A tall, thin, elderly lady with silver hair tied back in a knot scurried up to them. In one hand she held a clipboard; in the other, a cardboard sign which read “Educatours.” She peered at Keith through thick, round glasses which magnified eyes of flower blue. “Doyle? Are you Keith Doyle?”

“Yes, ma’am,” he answered politely, hoisting the strap off his shoulder and setting his bag down on his foot.

She thrust the sign among the papers on the clipboard, took Keith’s right hand and pumped it enthusiastically. “I’m Miss Anderson. How do you do? And is this Holland?”

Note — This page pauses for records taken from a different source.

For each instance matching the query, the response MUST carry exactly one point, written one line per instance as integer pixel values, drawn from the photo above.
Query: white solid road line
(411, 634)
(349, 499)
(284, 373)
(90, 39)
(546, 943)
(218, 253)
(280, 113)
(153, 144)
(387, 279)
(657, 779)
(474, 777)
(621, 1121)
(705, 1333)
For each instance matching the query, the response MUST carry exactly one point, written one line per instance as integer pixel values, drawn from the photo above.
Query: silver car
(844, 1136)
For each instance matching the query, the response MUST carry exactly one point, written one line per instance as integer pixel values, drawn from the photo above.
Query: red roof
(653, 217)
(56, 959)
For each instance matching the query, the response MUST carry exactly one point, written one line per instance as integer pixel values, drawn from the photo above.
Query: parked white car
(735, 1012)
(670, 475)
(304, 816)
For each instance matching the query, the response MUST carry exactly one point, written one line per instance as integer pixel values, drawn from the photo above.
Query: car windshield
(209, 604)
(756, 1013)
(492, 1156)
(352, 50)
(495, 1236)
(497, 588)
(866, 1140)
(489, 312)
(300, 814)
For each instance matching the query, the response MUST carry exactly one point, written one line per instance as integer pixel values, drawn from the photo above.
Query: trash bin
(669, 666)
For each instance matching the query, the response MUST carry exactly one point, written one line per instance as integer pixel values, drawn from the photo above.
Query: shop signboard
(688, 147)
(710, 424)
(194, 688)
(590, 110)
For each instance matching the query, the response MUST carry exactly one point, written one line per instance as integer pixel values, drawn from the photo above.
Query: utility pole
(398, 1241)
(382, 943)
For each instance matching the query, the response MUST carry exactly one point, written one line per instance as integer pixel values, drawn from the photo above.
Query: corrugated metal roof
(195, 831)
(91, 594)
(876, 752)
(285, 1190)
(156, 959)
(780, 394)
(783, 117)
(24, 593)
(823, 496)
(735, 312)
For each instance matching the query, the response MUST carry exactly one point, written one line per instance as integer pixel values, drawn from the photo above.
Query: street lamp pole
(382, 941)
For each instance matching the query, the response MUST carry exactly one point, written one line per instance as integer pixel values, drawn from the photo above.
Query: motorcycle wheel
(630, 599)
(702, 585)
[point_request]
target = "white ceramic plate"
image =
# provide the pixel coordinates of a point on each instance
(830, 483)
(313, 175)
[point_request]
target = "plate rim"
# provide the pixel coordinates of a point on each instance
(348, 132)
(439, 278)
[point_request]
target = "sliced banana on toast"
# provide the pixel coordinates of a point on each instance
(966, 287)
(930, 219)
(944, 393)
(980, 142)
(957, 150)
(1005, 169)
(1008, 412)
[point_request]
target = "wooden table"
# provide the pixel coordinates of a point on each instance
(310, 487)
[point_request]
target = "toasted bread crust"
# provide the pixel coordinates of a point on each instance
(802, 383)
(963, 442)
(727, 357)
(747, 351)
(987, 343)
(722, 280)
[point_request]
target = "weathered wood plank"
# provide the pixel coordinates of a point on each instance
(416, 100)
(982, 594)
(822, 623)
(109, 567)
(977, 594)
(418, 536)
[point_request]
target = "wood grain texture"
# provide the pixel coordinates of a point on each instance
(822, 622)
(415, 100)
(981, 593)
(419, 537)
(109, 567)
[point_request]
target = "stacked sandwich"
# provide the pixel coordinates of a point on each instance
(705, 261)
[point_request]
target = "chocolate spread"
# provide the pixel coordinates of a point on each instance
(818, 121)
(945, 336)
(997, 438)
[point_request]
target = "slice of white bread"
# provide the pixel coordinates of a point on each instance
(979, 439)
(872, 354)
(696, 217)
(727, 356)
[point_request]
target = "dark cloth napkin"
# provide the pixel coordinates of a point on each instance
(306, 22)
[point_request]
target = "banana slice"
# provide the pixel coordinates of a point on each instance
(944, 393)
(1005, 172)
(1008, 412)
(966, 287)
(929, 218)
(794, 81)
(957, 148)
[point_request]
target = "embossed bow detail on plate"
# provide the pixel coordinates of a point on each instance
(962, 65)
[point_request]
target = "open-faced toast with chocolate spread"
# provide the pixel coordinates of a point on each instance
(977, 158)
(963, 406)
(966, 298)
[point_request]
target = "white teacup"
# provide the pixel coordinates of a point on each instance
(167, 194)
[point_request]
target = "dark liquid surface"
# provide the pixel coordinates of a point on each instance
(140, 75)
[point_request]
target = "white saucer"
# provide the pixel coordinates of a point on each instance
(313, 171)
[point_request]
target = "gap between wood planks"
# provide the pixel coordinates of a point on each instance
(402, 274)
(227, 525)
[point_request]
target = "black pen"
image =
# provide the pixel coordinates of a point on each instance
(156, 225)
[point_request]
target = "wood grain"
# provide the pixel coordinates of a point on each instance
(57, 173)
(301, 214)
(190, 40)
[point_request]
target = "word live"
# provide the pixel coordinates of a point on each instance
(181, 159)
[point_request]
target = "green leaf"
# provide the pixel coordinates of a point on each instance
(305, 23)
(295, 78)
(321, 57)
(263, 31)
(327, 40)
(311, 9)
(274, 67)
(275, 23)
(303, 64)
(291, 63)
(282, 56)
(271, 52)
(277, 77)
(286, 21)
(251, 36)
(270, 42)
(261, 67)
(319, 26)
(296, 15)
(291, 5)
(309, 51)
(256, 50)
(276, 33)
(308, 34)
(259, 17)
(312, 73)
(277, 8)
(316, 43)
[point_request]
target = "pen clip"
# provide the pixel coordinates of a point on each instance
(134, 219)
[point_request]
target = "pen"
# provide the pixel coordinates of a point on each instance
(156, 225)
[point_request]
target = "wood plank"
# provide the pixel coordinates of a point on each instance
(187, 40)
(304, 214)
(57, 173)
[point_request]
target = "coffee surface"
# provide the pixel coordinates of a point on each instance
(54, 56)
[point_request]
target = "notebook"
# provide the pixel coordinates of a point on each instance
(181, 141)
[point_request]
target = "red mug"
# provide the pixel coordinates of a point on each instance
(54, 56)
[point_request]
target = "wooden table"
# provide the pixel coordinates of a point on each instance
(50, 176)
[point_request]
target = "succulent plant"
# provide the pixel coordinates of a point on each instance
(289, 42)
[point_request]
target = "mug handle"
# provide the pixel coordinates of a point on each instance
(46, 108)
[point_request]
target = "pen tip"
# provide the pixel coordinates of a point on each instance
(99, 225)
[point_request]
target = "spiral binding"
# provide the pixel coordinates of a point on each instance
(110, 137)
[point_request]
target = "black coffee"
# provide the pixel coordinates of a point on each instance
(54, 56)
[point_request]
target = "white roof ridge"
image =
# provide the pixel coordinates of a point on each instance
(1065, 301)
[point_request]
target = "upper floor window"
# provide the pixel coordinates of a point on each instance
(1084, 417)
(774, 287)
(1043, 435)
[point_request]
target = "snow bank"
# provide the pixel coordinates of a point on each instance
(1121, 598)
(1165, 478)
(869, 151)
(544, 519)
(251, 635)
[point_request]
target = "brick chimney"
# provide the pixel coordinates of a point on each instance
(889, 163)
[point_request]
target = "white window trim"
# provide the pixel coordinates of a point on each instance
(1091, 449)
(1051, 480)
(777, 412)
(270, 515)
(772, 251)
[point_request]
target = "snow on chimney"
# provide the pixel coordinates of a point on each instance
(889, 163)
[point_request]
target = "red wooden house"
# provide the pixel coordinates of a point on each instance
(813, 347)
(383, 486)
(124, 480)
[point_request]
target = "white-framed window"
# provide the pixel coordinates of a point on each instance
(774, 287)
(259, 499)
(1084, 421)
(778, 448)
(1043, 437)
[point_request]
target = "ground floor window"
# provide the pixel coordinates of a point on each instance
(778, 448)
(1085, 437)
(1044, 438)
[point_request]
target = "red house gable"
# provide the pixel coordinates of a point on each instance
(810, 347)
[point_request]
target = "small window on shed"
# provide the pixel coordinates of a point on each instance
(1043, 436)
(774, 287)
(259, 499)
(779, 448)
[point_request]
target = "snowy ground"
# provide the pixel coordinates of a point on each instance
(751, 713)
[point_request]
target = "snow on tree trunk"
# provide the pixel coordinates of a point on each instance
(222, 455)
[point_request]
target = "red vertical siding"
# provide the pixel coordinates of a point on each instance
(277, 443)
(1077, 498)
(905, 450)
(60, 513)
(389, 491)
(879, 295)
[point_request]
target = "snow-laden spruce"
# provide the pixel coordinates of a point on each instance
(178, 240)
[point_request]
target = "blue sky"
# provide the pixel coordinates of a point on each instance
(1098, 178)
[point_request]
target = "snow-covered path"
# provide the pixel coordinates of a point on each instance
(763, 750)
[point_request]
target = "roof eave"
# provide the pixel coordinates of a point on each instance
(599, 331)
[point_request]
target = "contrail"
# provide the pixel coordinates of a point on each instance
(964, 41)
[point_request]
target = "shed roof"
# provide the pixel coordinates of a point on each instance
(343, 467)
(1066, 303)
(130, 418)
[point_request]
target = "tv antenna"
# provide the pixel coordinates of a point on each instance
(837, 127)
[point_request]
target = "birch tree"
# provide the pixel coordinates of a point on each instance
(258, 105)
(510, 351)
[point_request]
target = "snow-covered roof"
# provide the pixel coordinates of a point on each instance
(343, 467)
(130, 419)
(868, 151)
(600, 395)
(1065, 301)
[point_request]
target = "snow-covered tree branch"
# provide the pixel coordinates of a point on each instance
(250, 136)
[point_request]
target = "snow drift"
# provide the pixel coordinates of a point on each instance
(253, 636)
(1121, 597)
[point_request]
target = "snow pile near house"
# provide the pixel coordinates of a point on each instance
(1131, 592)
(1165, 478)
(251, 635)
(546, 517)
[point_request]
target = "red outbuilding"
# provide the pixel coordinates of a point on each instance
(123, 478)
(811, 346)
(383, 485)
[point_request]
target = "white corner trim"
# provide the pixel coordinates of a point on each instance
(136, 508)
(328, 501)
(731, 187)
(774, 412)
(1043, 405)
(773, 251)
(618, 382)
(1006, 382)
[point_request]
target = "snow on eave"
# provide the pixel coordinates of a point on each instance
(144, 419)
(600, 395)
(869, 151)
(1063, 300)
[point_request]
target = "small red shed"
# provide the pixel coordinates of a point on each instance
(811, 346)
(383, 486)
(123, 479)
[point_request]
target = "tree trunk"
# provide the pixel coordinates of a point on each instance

“Holl,” the elf said, extending his hand to her. She gripped it, and Holl winced in astonishment.

“How do you do, Holl? I’m the Educatours director for this tour. Nice to have you with us. The weather’s not as fine as we could have hoped, but it may improve as the day progresses. I often find that it’s foul before noon and fair afterwards.” Keith was fascinated by the perfection of her diction.

“Perhaps it has the same trouble I do with getting out of bed in the morning,” Keith joked.

The blue eyes gleamed behind the glass circles. “Hm! It wouldn’t surprise me at all. If you tend to be a slug-a-bed, you’ll have to scotch your tendencies over the next six weeks. We get an early start every day. This way. Our motor coach is waiting in front of the terminal building. You look tired. Let me take that. I must meet one more flight, and then we may leave for Glasgow proper.” She hoisted Keith’s large bag over one shoulder without the least suggestion of effort and strode ahead. The electronic-eye doors parted before her.

“Boy, if that’s an example of the old ladies of Scotland, I don’t want to get in any fights with the wee lads,” Keith muttered under his breath to Holl as they scurried behind with their carry-ons.

“She’s likely an example of why they’re so polite,” Holl suggested. “All bones and wires. She must have ten times their energy.”